If a child routinely receives a parental response that is intrusive, for example, he or she may respond by shutting down or distancing from that parent. From a developmental perspective, this is the child’s attempt to adaptively accommodate input that is unhelpful, reducing the amount of social stimulation s/he receives. In early childhood, this may look like a preference for independent play or a failure to seek the parent out for comfort when distressed. If this pattern continues, the child may become an adolescent who doesn’t share important life experiences with a parent or who becomes resistant to parental involvement.

In turn, the parent in this dyad may increase the intrusive behavior in an effort to provoke engagement, or he or she may likewise become more detached, imagining the child or teen as preternaturally self-sufficient and lacking need for support. Ironically, the responses on both sides of the relational partnership only serve to maintain the disconnected pattern, as the interactive cycle between the two social partners moves from occasional exchanges to a well-worn pattern – neither sees the other as responsive to their needs or effort. This is not to say either the child or parent prefers such a dynamic, however; the inherent inclination in all humans is for connection. Rather, because there is no awareness of the possibility of improvement, each continues with their respective familiar behavioral strategy. Returning to my earlier running scenario, such outlook would have kept me jogging up and down the middle of the trail, landing in all the biggest puddles along the way! The potential for such disharmony exists in all close relationships, as reflection upon intimate partnerships, collegial relationships, or other familial ties may readily attest. 

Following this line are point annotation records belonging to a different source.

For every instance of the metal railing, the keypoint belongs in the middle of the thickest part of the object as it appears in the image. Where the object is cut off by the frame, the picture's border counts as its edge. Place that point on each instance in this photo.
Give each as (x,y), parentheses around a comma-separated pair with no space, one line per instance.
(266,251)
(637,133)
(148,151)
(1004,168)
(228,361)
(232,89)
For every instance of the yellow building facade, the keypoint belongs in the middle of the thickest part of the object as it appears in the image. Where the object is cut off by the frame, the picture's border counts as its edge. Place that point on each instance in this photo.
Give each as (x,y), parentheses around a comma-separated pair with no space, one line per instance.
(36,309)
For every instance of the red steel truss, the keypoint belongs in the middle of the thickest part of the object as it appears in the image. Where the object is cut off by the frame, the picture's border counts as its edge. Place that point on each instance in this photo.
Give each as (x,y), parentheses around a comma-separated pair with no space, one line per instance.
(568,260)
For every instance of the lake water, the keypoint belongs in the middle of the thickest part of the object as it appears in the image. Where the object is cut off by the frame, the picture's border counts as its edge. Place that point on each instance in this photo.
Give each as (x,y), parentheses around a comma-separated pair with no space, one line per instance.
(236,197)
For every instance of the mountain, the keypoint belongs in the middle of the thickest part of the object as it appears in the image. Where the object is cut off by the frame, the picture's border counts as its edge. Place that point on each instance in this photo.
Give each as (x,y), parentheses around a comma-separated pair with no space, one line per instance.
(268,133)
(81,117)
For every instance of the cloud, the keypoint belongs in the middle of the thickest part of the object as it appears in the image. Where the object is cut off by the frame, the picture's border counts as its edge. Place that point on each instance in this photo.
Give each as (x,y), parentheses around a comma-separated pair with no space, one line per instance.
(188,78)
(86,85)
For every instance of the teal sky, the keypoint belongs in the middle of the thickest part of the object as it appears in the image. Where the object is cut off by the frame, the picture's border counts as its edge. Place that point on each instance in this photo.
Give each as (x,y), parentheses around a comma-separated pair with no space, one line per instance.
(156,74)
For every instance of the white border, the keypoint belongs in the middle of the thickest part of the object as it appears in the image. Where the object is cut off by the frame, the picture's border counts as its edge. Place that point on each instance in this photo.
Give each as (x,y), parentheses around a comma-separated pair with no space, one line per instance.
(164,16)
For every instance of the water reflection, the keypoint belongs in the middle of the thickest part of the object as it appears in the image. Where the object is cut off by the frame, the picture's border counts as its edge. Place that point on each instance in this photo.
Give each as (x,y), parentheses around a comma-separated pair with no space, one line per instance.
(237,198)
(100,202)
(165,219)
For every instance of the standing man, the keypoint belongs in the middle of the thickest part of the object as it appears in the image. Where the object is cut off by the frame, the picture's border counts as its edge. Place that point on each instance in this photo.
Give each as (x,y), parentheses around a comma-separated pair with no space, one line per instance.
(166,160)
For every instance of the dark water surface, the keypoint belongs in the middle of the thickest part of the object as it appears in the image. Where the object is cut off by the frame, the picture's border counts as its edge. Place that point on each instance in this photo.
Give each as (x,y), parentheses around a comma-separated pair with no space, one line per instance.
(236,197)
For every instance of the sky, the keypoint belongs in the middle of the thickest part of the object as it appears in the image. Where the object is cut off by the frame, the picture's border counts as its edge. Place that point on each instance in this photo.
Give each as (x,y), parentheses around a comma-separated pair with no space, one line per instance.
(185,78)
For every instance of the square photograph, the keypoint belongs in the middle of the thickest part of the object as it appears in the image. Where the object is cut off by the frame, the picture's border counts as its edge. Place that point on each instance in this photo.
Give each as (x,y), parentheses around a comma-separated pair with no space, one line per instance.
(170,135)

An alternate approach is to notice when interactions do not appear or feel synchronous and to look for ways to make the necessary micro-adjustments that move the partnership towards greater harmony. Just like my effort on the sodden trail, the first step towards improvement is increased attention. We must become keen to signals that indicate trouble is present, often in microseconds of exchange. Clues may be present in a partner’s disengagement or withdrawal, hostility or anger, acting out behavior, or distress that cannot be soothed. Of course, these indicators look different in a toddler or teen child, or in an adult partner or parent, but the underlying sentiment remains the same – there is discord in our mutual exchange and the inharmonious behavior is our clue that something is awry.

As awareness develops and we get curious about making change, we are empowered to elect an alternate path of response, perhaps rather inartfully at first, but with greater success as we obtain more practice. Seeing and enacting alternatives may require outside assistance; we may be limited in our capacity to tailor our engrained responses. But as we do, adapting our responses to better match the need of our social partner, we find enhanced mutuality in our dynamic: the child who would not snuggle may reach for our hand; the partner who rarely confides may share a disappointment; the older parent who always offers advice may listen first. Where once we assigned a character trait to the social partner – “he just likes to argue” or “she’s always been quiet ” – we may come to see another’s behavior in terms of the relationship quality and its unique history of exchange. As we do, we can open to the prospect of finding ways to be better in step with a close other, allowing us both firmer footing on the future path we tread together.